Importantly, the study identifies tensions between the posterior distributions obtained from different observable sets and kinematic windows. These tensions suggest that the current implementation of virtuality‑dependent energy loss (MATTER + LBT) does not fully capture all aspects of jet quenching, especially the interplay between collinear and large‑angle emissions. Model uncertainties—such as the MATTER–LBT matching scale, the free‑streaming duration, and the treatment of the medium’s correlation length—contribute to the observed discrepancies, as do experimental systematic uncertainties (centrality determination, pp reference).

The authors discuss pathways to resolve these issues: incorporating photon‑jet and Z‑jet correlations, measuring intra‑jet substructure (splitting functions, radial energy profiles), and performing Bayesian model averaging across different energy‑loss formalisms (BDMPS, GLV, Higher‑Twist).
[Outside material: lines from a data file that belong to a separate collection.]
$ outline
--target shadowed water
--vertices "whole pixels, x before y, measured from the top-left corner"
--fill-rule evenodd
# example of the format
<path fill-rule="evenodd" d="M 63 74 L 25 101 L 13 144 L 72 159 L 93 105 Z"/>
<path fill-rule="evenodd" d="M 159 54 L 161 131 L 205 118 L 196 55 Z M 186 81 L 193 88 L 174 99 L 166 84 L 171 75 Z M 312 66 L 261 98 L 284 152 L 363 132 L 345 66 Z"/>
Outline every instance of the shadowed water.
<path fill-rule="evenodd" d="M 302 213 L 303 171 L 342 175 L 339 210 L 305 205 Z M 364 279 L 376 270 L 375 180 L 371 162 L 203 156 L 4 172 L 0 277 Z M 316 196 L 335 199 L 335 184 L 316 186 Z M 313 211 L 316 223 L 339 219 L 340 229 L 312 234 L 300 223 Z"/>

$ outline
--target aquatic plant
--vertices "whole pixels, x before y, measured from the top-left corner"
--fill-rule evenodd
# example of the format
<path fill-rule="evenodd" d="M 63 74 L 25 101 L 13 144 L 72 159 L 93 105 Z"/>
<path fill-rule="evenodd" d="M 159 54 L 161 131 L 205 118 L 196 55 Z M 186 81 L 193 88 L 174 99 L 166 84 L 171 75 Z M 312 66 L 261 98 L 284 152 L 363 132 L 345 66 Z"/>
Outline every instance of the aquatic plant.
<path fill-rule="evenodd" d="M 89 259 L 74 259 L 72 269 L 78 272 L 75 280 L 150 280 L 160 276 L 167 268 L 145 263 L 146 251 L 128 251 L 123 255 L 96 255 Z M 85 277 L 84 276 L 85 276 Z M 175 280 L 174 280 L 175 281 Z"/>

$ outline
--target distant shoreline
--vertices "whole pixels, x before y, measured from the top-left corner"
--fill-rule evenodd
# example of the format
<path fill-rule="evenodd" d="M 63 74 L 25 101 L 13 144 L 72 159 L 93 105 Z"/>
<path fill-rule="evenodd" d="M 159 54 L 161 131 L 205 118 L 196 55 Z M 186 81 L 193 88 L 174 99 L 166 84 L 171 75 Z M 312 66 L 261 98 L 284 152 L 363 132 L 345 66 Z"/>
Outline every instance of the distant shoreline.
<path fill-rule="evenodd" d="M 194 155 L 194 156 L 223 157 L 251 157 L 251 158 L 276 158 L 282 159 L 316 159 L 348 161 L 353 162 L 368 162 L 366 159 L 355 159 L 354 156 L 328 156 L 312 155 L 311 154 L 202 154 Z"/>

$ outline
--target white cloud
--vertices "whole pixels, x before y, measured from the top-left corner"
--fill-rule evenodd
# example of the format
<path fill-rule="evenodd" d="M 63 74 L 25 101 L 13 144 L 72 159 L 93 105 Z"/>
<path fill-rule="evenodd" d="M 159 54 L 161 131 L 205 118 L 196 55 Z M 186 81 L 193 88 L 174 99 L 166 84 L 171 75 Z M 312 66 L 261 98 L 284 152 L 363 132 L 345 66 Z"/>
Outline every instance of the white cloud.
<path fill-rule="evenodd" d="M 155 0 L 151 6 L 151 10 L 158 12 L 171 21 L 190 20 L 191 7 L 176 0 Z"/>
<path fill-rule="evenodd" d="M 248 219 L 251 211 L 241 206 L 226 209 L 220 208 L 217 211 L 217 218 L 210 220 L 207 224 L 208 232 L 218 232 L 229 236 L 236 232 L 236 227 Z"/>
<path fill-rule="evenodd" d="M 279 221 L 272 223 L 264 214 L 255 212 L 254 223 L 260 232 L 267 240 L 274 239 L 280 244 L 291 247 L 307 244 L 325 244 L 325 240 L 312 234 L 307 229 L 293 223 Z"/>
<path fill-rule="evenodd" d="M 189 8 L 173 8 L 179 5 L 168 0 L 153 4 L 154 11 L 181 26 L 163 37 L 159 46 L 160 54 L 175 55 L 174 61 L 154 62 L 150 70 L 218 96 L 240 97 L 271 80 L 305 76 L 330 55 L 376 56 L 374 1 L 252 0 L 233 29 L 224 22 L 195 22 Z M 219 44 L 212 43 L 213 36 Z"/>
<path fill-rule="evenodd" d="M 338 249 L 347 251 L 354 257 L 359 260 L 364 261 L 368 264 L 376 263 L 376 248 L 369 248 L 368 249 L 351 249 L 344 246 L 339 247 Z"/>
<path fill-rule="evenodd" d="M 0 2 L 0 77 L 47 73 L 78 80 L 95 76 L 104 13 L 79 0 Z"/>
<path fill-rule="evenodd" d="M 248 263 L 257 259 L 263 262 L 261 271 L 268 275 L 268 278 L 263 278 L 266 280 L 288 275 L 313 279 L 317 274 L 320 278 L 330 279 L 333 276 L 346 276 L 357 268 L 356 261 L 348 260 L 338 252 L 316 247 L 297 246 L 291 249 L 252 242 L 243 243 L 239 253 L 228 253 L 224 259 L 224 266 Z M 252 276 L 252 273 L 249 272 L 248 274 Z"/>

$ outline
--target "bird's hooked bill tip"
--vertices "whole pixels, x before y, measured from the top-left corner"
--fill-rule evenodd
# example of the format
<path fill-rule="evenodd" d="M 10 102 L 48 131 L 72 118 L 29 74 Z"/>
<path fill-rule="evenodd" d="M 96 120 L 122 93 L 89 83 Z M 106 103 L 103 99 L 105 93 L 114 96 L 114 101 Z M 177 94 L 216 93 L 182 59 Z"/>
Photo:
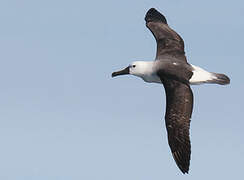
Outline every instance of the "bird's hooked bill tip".
<path fill-rule="evenodd" d="M 121 71 L 116 71 L 112 73 L 112 77 L 115 76 L 120 76 L 120 75 L 126 75 L 126 74 L 130 74 L 130 68 L 129 66 Z"/>

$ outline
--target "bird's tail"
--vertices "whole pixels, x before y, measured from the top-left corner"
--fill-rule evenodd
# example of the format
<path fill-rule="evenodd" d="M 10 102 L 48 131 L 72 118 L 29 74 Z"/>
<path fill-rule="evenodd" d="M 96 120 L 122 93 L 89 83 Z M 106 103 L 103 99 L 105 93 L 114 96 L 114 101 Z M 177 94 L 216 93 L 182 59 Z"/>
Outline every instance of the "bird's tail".
<path fill-rule="evenodd" d="M 230 84 L 230 78 L 225 74 L 211 73 L 211 75 L 212 78 L 211 80 L 208 80 L 208 83 L 214 83 L 220 85 Z"/>

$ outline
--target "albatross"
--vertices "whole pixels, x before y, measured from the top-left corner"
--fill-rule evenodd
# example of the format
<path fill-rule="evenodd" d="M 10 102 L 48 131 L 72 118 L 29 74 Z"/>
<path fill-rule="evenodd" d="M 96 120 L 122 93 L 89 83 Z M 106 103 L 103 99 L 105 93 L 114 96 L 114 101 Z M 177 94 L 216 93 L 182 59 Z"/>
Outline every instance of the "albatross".
<path fill-rule="evenodd" d="M 187 63 L 183 39 L 169 27 L 164 15 L 156 9 L 148 10 L 145 21 L 157 42 L 155 60 L 132 62 L 125 69 L 113 72 L 112 77 L 130 74 L 148 83 L 163 84 L 168 144 L 177 166 L 185 174 L 189 171 L 191 156 L 189 129 L 193 93 L 190 85 L 226 85 L 230 83 L 230 79 L 224 74 L 208 72 Z"/>

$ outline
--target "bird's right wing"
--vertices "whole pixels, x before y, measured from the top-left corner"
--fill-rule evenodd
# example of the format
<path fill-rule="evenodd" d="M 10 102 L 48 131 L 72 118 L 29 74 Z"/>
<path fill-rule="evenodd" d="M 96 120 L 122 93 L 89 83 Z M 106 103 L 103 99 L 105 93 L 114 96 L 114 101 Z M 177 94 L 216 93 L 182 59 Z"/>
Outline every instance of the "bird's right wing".
<path fill-rule="evenodd" d="M 156 60 L 173 56 L 186 61 L 183 39 L 168 26 L 166 18 L 160 12 L 154 8 L 149 9 L 145 21 L 157 41 Z"/>
<path fill-rule="evenodd" d="M 193 94 L 189 85 L 160 76 L 166 92 L 165 123 L 168 143 L 177 166 L 188 173 L 191 143 L 189 137 Z"/>

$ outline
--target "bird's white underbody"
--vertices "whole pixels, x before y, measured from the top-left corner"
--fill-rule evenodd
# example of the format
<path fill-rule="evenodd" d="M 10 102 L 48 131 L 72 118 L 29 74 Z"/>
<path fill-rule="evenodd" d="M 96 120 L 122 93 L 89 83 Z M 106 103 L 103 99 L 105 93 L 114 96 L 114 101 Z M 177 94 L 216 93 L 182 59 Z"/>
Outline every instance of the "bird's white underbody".
<path fill-rule="evenodd" d="M 135 66 L 133 68 L 133 65 Z M 174 62 L 173 65 L 177 66 Z M 162 84 L 160 78 L 155 72 L 155 61 L 136 61 L 133 62 L 130 68 L 130 74 L 141 77 L 145 82 L 148 83 L 160 83 Z M 211 80 L 215 79 L 214 73 L 208 72 L 198 66 L 192 65 L 193 75 L 189 80 L 191 85 L 198 85 L 202 83 L 209 83 Z"/>

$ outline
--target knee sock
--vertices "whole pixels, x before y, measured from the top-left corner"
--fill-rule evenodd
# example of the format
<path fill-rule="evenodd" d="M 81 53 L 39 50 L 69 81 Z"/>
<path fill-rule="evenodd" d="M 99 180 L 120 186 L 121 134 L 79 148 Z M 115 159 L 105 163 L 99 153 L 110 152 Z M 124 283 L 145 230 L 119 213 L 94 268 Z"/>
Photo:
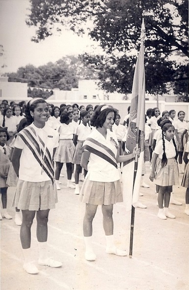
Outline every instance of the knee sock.
<path fill-rule="evenodd" d="M 47 257 L 47 242 L 39 242 L 39 259 L 40 260 L 46 260 Z"/>

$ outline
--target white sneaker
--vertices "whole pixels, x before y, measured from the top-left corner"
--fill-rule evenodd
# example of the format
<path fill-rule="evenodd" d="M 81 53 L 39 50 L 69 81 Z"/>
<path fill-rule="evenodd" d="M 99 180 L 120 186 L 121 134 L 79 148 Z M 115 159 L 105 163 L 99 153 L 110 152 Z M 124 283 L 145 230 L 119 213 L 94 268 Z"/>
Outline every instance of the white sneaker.
<path fill-rule="evenodd" d="M 15 223 L 17 226 L 21 226 L 23 222 L 20 216 L 15 216 L 14 219 L 14 222 Z"/>
<path fill-rule="evenodd" d="M 62 263 L 55 261 L 50 258 L 46 259 L 45 260 L 41 260 L 40 259 L 38 260 L 38 264 L 42 266 L 46 266 L 47 267 L 52 267 L 52 268 L 58 268 L 62 266 Z"/>
<path fill-rule="evenodd" d="M 144 205 L 142 204 L 140 201 L 138 201 L 137 202 L 136 202 L 135 203 L 133 204 L 133 205 L 135 208 L 140 208 L 140 209 L 146 209 L 147 208 L 146 206 L 144 206 Z"/>
<path fill-rule="evenodd" d="M 146 184 L 144 183 L 144 182 L 141 185 L 142 187 L 145 187 L 145 188 L 149 188 L 150 186 L 147 185 Z"/>
<path fill-rule="evenodd" d="M 79 189 L 78 189 L 78 188 L 75 188 L 75 189 L 74 190 L 74 194 L 79 194 L 80 192 L 79 192 Z"/>
<path fill-rule="evenodd" d="M 32 263 L 24 263 L 23 268 L 28 274 L 38 274 L 39 270 Z"/>
<path fill-rule="evenodd" d="M 10 215 L 10 214 L 9 214 L 7 211 L 3 212 L 2 214 L 2 217 L 5 217 L 5 218 L 6 218 L 6 219 L 12 219 L 12 216 L 11 216 L 11 215 Z"/>

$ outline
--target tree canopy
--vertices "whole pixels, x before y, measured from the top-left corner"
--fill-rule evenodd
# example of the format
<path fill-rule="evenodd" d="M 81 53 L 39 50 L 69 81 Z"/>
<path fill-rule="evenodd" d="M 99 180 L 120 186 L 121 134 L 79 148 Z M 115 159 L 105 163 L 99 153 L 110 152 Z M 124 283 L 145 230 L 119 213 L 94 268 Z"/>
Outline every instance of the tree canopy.
<path fill-rule="evenodd" d="M 83 59 L 92 66 L 98 63 L 95 70 L 99 73 L 101 85 L 106 86 L 109 91 L 131 91 L 143 18 L 147 91 L 165 92 L 169 83 L 175 93 L 187 94 L 187 0 L 30 0 L 30 2 L 27 23 L 37 27 L 33 40 L 44 40 L 54 29 L 60 31 L 63 25 L 79 34 L 88 33 L 98 42 L 106 57 L 96 56 L 95 59 L 95 55 L 85 55 Z M 178 54 L 185 59 L 181 64 L 172 57 Z"/>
They also advocate for extending the active‑learning framework to include additional theory parameters, thereby enabling a more exhaustive exploration of the QGP’s transport properties.

In summary, this work demonstrates that a Bayesian, multi‑observable approach combined with machine‑learning‑driven emulator techniques can provide a robust, quantitatively precise extraction of the jet transport coefficient (\hat{q}). By explicitly quantifying the tensions between jet and hadron data, the study highlights where current theoretical models fall short and outlines a clear roadmap for future experimental and theoretical efforts to achieve a universal, observable‑independent determination of QGP jet transport properties.